# Unsupervised Learning in Python

This is the world of unsupervised learning, called as such because you are not guiding, or supervising, the pattern discovery by some prediction task, but instead uncovering hidden structure from unlabeled data. Unsupervised learning encompasses a variety of techniques in machine learning, from clustering to dimension reduction to matrix factorization. In this course, you'll learn the fundamentals of unsupervised learning and implement the essential algorithms using scikit-learn and scipy. You will learn how to cluster, transform, visualize, and extract insights from unlabeled datasets, and end the course by building a recommender system to recommend popular musical artists.

Outline:
1. Clustering for dataset exploration
2. Visualization with hierarchical clustering and t-SNE
3. Decorrelating your data and dimension reduction - PCA
4. Discovering interpretable features

# 1. Clustering for dataset exploration
Discover underlying groups (or "clusters") in a dataset.

k-means clustering
- finds clusters of samples

In [None]:
# k-means clustering in sklearn
print(samples)

from sklearn.cluster import KMeans
model = KMeans(n_clusters=3)
model.fit(samples)
KMeans(algorithm='auto', ...)
labels = model.predict(samples)
print(labels)

### Cluster labels for new samples
- new samples can be assigned to existing clusters
- k-means remembers the mean of each cluster (the "centroids")
- find the nearest centroid to each new sample

In [None]:
# cluster labels for new samples
print(new_samples)

new_labels = model.predict(new_samples)
print(new_labels)

### Scatter plots to visualize
Use Iris dataset
- scatter plot of sepal length vs petal length
- each point represents an iris sample
- color points by cluster labels
- Use PyPlot (matplotlib.pyplot)

In [None]:
# scatter plot
import matplotlib.pyplot as plt
# sepal length is at 0
xs = samples[:,0]
# petal length is at 2
ys = samples[:,2]
plt.scatter(xs, ys, c=labels)
plt.show()

### How many clusters?
You are given an array 'points' of size 300x2, where each row gives the (x, y) co-ordinates of a point on a map. Make a scatter plot of these points, and use the scatter plot to guess how many clusters there are.

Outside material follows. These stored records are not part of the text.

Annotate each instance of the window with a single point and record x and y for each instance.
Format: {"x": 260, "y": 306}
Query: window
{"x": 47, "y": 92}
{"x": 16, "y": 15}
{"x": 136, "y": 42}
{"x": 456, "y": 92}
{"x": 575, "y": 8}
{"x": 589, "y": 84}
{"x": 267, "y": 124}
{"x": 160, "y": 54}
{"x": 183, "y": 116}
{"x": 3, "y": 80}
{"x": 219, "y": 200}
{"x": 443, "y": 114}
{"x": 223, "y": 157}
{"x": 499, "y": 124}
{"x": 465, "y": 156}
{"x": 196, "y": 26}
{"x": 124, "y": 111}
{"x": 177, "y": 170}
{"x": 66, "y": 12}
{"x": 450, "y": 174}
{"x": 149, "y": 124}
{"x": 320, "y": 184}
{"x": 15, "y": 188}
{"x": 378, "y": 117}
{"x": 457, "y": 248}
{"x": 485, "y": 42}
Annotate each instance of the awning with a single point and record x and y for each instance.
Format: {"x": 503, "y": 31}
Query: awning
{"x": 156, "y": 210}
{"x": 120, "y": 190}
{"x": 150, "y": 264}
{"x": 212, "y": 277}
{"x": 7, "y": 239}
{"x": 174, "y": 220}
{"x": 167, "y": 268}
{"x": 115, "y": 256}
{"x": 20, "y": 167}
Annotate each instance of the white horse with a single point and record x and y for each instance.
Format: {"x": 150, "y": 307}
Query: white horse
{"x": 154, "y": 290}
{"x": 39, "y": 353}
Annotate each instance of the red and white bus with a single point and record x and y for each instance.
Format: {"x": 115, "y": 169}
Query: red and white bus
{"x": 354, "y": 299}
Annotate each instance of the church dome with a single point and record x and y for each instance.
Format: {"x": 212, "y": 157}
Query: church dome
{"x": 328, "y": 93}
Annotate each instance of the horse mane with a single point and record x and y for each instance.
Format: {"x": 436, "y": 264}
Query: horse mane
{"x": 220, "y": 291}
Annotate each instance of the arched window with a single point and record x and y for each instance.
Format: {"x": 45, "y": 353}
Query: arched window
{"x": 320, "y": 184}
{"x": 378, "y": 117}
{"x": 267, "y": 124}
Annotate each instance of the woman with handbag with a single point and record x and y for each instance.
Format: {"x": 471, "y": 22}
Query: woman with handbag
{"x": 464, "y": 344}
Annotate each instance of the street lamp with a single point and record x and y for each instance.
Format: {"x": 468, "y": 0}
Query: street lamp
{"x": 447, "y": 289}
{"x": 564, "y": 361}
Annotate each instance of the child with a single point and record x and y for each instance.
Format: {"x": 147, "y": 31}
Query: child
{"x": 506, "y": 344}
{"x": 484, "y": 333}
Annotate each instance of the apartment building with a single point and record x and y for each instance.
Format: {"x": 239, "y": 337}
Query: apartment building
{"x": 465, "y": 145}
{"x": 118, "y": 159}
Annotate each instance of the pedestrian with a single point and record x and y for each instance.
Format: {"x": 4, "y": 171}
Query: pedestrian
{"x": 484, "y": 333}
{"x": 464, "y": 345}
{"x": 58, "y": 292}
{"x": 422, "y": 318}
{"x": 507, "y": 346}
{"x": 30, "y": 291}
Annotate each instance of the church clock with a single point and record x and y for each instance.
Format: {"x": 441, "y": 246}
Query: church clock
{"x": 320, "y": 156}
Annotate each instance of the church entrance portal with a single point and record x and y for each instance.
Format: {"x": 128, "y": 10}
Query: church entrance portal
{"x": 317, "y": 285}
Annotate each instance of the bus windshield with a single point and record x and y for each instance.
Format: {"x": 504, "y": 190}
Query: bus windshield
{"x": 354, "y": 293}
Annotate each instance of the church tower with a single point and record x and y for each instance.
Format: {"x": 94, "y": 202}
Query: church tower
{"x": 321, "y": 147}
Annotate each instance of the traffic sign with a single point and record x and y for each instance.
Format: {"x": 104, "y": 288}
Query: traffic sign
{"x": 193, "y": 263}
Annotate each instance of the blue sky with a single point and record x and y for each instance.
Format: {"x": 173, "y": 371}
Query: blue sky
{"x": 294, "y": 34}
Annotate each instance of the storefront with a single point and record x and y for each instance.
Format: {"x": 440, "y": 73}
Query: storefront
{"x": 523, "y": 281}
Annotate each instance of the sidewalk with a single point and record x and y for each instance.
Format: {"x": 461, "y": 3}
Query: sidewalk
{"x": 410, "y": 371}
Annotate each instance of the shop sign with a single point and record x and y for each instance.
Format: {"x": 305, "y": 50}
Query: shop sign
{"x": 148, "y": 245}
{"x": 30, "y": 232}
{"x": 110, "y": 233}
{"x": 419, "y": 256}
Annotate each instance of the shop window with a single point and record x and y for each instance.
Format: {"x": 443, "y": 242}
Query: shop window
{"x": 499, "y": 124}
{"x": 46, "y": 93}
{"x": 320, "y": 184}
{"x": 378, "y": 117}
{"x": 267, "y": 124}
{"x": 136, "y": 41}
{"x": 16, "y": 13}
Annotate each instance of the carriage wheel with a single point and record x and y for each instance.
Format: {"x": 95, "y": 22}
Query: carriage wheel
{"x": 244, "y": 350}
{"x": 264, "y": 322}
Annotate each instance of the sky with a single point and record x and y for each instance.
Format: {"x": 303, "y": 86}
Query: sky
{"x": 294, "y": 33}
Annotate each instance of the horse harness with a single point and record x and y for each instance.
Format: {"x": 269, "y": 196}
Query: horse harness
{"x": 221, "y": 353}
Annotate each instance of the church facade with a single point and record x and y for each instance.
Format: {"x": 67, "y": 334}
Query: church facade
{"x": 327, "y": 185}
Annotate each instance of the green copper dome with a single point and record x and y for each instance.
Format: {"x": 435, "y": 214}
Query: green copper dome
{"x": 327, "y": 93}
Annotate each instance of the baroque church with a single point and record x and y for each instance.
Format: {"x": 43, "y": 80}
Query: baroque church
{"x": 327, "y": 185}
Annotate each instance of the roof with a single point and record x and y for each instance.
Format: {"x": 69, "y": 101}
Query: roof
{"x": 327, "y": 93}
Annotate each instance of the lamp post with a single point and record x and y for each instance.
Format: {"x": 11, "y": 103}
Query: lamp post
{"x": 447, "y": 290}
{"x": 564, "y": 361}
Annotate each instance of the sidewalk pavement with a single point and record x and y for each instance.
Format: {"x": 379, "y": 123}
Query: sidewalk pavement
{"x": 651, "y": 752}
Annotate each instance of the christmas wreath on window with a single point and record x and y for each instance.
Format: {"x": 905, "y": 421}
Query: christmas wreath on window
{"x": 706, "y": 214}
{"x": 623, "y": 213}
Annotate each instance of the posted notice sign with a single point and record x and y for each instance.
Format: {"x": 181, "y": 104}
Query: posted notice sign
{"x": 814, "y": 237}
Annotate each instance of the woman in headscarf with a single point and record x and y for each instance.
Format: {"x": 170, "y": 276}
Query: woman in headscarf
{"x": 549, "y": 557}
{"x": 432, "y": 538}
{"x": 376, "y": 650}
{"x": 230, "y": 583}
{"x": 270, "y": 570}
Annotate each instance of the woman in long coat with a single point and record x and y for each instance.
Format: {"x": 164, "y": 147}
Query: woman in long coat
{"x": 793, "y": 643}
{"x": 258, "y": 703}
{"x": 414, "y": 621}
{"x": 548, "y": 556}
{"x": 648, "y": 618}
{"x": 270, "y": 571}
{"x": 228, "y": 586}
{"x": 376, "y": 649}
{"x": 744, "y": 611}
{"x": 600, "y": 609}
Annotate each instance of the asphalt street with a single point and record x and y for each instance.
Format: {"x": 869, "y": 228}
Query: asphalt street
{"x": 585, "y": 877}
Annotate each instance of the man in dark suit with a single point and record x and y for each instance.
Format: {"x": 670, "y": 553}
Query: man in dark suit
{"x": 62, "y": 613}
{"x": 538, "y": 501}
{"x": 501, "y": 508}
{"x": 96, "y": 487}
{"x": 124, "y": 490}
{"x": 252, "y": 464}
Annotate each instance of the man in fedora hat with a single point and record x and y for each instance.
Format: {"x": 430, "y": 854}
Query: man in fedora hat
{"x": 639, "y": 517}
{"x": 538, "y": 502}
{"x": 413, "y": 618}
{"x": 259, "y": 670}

matplotlib.pyplot has already been imported as plt. In the IPython Shell:

Create an array called xs that contains the values of points[:,0] - that is, column 0 of points.
Create an array called ys that contains the values of points[:,1] - that is, column 1 of points.
Make a scatter plot by passing xs and ys to the plt.scatter() function.
Call the plt.show() function to show your plot.
How many clusters do you see?

In [None]:
In [1]: xs=points[:,0]

In [2]: ys=points[:,1]

In [3]: plt.scatter(xs,ys)
Out[3]: <matplotlib.collections.PathCollection at 0x7f41fd3c0d30>

In [4]: plt.show()

# looks like 3 clusters

### Clustering 2D points
From the scatter plot of the previous exercise, you saw that the points seem to separate into 3 clusters. You'll now create a KMeans model to find 3 clusters, and fit it to the data points from the previous exercise. After the model has been fit, you'll obtain the cluster labels for some new points using the .predict() method.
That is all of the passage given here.